In Japan, university clubs can be divided into three main types: sports clubs like baseball, kendo and tennis; culture clubs such as music, drama and art; and academic clubs such as astronomy, history and law. Most universities also have student councils and campus newspapers.

Universities overseas have all these and more. Often, you find many clubs related to politics, religion, identity and community service.

Some clubs support political parties, like the Young Republicans in the U.S. Others address human rights, like Amnesty International. Yet others provide support for students of faith, including Muslims, Jews and Christians.
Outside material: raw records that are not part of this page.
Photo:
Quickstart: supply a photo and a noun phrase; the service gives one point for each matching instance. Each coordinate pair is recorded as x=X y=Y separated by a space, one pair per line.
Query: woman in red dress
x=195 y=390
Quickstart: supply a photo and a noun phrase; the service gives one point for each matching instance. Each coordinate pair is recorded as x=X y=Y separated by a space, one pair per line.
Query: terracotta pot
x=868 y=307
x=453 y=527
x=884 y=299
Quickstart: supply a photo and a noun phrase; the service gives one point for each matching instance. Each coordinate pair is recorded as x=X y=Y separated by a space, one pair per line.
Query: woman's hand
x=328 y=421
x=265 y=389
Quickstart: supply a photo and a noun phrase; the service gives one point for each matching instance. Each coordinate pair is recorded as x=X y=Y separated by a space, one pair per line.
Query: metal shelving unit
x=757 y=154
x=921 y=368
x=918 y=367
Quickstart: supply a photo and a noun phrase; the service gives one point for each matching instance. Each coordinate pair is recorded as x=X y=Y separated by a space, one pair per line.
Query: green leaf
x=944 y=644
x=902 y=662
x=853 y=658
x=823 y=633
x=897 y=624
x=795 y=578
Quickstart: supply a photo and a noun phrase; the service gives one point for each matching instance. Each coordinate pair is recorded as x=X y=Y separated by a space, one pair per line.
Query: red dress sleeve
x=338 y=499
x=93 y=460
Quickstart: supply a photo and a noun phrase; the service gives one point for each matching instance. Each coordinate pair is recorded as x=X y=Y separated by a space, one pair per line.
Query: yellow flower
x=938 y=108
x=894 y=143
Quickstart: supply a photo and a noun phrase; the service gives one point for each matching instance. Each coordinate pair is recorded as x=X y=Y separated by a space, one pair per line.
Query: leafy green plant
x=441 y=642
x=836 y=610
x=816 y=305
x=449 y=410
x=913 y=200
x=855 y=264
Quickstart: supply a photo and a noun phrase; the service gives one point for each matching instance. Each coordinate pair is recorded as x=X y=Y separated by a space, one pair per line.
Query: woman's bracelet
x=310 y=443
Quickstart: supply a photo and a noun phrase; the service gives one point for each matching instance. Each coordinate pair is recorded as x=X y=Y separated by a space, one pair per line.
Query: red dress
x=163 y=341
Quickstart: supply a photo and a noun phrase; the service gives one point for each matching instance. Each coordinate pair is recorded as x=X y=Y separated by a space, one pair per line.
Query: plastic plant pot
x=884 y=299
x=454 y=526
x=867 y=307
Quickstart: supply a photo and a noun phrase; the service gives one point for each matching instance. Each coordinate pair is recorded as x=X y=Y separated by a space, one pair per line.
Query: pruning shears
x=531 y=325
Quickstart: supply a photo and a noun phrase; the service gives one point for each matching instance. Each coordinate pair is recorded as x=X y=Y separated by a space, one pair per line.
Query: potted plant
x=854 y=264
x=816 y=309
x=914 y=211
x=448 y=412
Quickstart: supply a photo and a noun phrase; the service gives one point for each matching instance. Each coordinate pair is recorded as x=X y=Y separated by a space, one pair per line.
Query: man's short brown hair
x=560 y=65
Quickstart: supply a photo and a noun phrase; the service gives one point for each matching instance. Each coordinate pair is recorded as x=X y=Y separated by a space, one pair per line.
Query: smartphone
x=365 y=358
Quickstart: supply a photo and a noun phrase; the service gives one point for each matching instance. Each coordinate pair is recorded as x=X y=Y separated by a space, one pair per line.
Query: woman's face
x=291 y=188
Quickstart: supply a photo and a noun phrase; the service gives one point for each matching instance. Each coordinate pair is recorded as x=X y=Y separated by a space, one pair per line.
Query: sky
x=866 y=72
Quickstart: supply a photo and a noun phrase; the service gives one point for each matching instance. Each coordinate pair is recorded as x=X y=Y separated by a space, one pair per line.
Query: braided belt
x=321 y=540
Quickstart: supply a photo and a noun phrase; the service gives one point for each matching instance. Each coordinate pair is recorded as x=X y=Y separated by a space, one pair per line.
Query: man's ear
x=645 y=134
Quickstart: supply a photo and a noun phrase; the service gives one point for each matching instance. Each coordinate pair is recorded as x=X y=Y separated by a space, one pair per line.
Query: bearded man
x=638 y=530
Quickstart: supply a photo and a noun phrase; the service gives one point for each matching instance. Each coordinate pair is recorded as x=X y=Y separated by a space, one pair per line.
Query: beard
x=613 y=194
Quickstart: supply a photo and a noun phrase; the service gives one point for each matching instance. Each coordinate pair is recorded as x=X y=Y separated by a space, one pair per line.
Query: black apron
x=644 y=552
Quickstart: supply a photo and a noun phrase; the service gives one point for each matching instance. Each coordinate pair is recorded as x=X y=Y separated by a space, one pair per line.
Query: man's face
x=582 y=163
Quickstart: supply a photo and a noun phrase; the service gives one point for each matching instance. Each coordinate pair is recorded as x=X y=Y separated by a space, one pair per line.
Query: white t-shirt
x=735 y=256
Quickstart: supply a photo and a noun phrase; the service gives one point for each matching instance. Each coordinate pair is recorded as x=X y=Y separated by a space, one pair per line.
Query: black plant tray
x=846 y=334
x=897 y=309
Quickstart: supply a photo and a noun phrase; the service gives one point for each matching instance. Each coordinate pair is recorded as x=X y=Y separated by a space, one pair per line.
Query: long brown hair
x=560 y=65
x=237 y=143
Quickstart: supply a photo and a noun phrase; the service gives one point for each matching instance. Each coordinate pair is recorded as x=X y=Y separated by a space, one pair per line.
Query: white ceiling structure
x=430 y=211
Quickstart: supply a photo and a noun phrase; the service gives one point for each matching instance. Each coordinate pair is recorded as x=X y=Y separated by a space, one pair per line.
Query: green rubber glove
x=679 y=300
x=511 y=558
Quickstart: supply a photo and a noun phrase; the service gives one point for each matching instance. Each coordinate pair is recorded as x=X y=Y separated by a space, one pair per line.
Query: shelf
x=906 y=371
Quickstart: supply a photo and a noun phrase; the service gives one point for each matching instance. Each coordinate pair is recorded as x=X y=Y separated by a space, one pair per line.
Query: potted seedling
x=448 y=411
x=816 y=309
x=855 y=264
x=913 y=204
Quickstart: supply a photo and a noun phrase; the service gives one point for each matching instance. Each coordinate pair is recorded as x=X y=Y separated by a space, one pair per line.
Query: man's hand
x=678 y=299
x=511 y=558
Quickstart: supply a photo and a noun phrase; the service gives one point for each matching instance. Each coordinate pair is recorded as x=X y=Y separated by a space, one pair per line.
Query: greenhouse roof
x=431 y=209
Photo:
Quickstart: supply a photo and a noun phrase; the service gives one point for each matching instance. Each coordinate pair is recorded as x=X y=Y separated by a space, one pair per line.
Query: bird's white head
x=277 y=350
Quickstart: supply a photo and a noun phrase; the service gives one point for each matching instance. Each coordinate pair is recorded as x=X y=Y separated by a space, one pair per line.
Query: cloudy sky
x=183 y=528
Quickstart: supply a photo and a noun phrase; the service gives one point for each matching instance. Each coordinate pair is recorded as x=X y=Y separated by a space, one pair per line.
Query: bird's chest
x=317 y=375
Identity clubs bring together students from specific racial, ethnic or social groups. These include associations for black students, Asian students and students who identify as LGBT. Community service clubs enable students to contribute to society through teaching refugees, helping disabled children or working on environmental issues.

While I was at college, I joined the Student Counseling Club. This provided advice and support to students with academic, personal or financial problems.

There were 50 of us in the club. To prepare for our work, we underwent special training from professional social workers and crisis counselors.

Our work consisted of staffing the Student Counseling Desk and answering calls to our Crisis Hotline. Running the desk was fairly easy. This usually involved solving minor problems and giving directions to lost students.

Answering the hotline was much more stressful, especially late at night. Once the phone rang, you never knew who might be calling or what problems they faced. You had to be ready for anything!

Some students phoned to discuss personal problems involving boyfriends, girlfriends or parents. Others called in with worries about grades. Some were lonely and just needed someone to talk to. Yet others wanted advice about money, sex or drugs.

The most difficult calls were from students who were depressed or suicidal. Some were isolated, homesick and unable to make friends. Others felt overwhelmed by their classes, homework and the stress of student life. To deal with their problems, we had to use all our training to listen carefully, express sympathy, ask questions and provide alternatives.

Volunteering for the counseling club was a valuable experience that helped me develop my communication skills. It’s important to provide counseling and support to the many people who have difficulty coping with our stressful modern world!